The use of the "America I know" refrain was also a common phrase for former president George W. Bush.
In the days after the 9/11 attacks, for example, Bush spoke about his view of the country during a visit to an Islamic center.
"Women who cover their heads in this country must feel comfortable going outside their homes. Moms who wear cover must be not intimidated in America," he said. "That's not the America I know. That's not the America I value."

But the plagiarism doesn't stop there. Before Obama re-plagiarized something Trump Jr. had plagiarized from him after Obama plagiarized it from Bush, you see, Bush plagiarized it, too.

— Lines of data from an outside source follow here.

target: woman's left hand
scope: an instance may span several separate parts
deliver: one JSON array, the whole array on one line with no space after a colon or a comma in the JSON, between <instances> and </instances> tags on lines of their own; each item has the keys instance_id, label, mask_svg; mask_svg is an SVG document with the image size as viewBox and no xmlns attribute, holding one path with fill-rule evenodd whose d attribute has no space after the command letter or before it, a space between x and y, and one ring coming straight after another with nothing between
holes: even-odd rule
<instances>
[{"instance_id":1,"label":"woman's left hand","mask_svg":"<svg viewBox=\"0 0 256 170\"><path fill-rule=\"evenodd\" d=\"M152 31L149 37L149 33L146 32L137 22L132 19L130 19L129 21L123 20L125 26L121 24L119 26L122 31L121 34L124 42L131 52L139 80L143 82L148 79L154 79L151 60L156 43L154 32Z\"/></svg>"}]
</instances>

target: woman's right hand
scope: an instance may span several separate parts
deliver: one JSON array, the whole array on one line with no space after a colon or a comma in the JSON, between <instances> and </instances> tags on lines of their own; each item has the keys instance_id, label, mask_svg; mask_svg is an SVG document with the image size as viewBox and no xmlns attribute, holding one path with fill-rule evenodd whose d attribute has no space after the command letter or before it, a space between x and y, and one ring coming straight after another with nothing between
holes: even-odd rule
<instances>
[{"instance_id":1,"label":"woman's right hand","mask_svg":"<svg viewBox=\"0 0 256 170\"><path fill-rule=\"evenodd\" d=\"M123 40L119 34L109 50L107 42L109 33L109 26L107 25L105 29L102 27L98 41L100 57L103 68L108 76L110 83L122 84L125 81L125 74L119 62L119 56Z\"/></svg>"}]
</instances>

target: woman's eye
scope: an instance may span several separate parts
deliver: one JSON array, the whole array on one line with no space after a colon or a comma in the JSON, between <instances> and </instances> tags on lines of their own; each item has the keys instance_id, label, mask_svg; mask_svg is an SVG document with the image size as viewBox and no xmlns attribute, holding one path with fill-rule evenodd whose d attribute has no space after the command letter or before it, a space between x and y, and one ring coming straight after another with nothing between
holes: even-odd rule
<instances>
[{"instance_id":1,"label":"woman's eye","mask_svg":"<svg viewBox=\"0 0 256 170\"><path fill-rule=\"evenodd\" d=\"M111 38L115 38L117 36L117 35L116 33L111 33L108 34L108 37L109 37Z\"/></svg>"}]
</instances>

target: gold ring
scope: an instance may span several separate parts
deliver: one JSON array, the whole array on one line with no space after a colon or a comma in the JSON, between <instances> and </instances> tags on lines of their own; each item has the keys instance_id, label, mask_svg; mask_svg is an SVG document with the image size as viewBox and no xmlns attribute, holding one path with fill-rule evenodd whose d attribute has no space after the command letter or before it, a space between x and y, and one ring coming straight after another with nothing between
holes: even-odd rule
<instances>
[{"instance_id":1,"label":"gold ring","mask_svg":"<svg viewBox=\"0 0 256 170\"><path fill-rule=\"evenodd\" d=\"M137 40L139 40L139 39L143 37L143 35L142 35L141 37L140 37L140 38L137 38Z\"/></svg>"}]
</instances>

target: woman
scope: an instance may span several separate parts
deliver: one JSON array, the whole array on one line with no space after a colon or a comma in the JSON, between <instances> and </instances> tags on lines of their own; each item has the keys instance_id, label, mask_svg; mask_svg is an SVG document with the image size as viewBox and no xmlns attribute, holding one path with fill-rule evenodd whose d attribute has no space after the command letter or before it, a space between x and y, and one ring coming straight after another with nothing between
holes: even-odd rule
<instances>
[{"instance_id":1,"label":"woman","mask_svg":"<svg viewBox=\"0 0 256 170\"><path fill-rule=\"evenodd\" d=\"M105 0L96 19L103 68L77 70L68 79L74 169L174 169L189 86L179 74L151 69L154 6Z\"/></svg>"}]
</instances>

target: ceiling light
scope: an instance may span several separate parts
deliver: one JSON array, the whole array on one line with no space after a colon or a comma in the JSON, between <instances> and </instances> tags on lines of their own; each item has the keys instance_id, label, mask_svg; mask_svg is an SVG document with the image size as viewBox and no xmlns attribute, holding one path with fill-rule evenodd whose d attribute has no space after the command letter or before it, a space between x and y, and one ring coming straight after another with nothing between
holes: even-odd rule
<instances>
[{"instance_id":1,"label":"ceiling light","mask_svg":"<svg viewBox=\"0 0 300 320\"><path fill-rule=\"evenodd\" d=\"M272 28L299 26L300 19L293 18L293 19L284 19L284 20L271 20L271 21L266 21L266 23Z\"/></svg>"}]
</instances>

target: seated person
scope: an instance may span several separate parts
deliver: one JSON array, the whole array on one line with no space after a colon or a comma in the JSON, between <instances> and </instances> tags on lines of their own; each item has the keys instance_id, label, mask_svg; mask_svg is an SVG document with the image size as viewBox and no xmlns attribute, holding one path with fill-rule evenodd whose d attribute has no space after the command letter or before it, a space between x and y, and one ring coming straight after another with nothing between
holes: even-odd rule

From Walter Cronkite, in fact. Cronkite said it in 1998 in an interview with CNN's Wolf Blitzer: "This is some kind of a resurgent Puritanism that suggests that we all should live by someone else's moral standards. That shouldn't be. That's not the America that I know and love."

And Cronkite, as a titan of American journalism, should know better than to plagiarize. And yet, he took the words from civil rights activist Julian Bond, who said in 1995 of allegations of racism in the O.J. Simpson trial: "Those who express surprise or horror now have been living in a dream world. That's not the America I know."

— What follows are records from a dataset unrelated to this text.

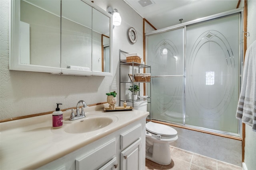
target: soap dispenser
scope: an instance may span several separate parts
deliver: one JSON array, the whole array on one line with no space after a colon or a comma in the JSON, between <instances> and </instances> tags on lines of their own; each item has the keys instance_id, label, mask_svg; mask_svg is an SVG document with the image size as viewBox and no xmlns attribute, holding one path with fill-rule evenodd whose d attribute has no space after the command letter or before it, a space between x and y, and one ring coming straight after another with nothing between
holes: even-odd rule
<instances>
[{"instance_id":1,"label":"soap dispenser","mask_svg":"<svg viewBox=\"0 0 256 170\"><path fill-rule=\"evenodd\" d=\"M59 105L62 104L57 103L57 108L55 111L52 113L52 127L53 129L60 128L62 126L63 121L63 113L60 110Z\"/></svg>"}]
</instances>

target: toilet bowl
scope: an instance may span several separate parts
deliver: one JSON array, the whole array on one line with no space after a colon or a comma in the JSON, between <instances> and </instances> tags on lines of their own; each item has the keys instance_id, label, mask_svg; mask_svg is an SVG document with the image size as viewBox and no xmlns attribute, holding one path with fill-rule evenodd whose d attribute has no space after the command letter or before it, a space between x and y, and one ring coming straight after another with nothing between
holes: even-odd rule
<instances>
[{"instance_id":1,"label":"toilet bowl","mask_svg":"<svg viewBox=\"0 0 256 170\"><path fill-rule=\"evenodd\" d=\"M170 143L178 139L177 131L164 125L151 121L146 124L146 157L162 165L171 163Z\"/></svg>"}]
</instances>

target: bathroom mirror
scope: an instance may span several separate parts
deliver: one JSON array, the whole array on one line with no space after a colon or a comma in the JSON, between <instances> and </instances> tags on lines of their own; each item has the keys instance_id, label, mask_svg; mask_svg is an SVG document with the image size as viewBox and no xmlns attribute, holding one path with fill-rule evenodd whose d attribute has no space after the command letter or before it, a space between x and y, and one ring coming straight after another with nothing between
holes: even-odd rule
<instances>
[{"instance_id":1,"label":"bathroom mirror","mask_svg":"<svg viewBox=\"0 0 256 170\"><path fill-rule=\"evenodd\" d=\"M112 75L111 15L81 0L11 2L10 70Z\"/></svg>"},{"instance_id":2,"label":"bathroom mirror","mask_svg":"<svg viewBox=\"0 0 256 170\"><path fill-rule=\"evenodd\" d=\"M80 0L62 0L62 68L92 71L92 8Z\"/></svg>"},{"instance_id":3,"label":"bathroom mirror","mask_svg":"<svg viewBox=\"0 0 256 170\"><path fill-rule=\"evenodd\" d=\"M110 41L110 19L103 13L92 9L92 70L99 72L110 72L110 51L106 50L104 46ZM104 61L105 59L105 61Z\"/></svg>"}]
</instances>

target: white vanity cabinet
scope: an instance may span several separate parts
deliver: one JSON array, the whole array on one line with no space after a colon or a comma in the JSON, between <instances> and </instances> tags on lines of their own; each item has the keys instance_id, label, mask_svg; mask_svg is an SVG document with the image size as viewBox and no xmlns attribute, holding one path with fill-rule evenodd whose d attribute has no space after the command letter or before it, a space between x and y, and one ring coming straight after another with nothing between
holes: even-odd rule
<instances>
[{"instance_id":1,"label":"white vanity cabinet","mask_svg":"<svg viewBox=\"0 0 256 170\"><path fill-rule=\"evenodd\" d=\"M38 169L144 170L145 127L144 118Z\"/></svg>"}]
</instances>

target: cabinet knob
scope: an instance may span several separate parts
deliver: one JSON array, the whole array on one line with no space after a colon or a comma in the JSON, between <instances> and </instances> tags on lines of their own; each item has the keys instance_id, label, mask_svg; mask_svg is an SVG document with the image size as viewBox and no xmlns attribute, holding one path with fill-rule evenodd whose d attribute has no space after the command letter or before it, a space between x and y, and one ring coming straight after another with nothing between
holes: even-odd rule
<instances>
[{"instance_id":1,"label":"cabinet knob","mask_svg":"<svg viewBox=\"0 0 256 170\"><path fill-rule=\"evenodd\" d=\"M114 165L114 167L115 168L115 169L116 169L118 166L118 164L115 164Z\"/></svg>"}]
</instances>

Bond, meanwhile, apparently lifted the words from another George Bush — the first one — who offered some version of the following stump speech at more than a dozen events for his 1992 reelection campaign:

Once you cut through all the patriotic posturing and all the tough talk about fighting back by closing shop and look closely: That is not the American flag they're waving; it is the white flag of surrender. And that's not the America that you and I know.

Alas, Bush is just another plagiarist American president. He got the line from a top official in the Drug Enforcement Administration, David Westrate, who said at a National Press Club speech in 1989: "My conclusion from that is that that really was not the America that I know."

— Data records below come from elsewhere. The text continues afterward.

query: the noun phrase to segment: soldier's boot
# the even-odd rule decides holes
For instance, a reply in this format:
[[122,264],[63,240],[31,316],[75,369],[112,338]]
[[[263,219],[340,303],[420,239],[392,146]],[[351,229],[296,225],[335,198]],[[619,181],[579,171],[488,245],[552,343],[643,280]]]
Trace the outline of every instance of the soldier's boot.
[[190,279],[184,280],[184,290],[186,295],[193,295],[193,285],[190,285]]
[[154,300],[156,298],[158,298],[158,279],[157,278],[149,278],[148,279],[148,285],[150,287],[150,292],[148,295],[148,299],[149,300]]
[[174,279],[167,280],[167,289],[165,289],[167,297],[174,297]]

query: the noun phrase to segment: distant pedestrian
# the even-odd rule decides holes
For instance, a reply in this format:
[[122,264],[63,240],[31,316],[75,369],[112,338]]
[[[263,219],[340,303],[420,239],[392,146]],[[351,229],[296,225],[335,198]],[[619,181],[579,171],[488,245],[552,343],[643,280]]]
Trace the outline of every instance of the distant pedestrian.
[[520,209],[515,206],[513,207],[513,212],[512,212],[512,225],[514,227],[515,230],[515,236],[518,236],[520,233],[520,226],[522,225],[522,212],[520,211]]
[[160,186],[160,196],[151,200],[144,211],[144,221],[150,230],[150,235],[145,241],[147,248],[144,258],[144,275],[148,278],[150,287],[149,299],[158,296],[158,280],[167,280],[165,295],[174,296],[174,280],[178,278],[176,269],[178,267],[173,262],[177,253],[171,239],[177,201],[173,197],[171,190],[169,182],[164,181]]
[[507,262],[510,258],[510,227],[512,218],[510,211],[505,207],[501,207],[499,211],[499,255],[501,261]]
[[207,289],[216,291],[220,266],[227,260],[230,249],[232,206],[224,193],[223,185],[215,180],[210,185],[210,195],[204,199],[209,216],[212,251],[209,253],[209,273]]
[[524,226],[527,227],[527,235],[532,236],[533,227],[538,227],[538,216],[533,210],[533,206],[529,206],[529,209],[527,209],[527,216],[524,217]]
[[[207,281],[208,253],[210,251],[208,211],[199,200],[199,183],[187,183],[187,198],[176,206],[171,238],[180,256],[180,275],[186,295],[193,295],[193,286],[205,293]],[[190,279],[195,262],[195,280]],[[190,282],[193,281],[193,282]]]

Westrate's use of the phrase is the oldest in LexisNexis's database. Accordingly, Trump Jr., Obama and both president Bushes all owe Mr. Westrate an apology.

Oh, and so does Hillary Clinton, who used the same phrase on June 2.

Back to being serious for a second: The Trump campaign is using this to press the idea that there is a double standard. And there is a double standard -- one for actual plagiarism and one for not-actual plagiarism. Melania Trump's speechwriter admitted to inadvertent plagiarism; this stuff is simply using a common political phrase that 3 of the last 4 presidents -- and potentially the next one too -- have already used without copying anything. It's dozens of lifted words versus a couple words that happen to be the same.

This is an attempt to obfuscate and/or claim that the plagiarism in Melania Trump's speech wasn't a big deal. And perhaps it wouldn't have been a big deal if the Trump campaign didn't spend 36 hours making ludicrous arguments that it wasn't plagiarism -- ludicrous arguments, kind of like Donald Trump Jr.'s on Thursday.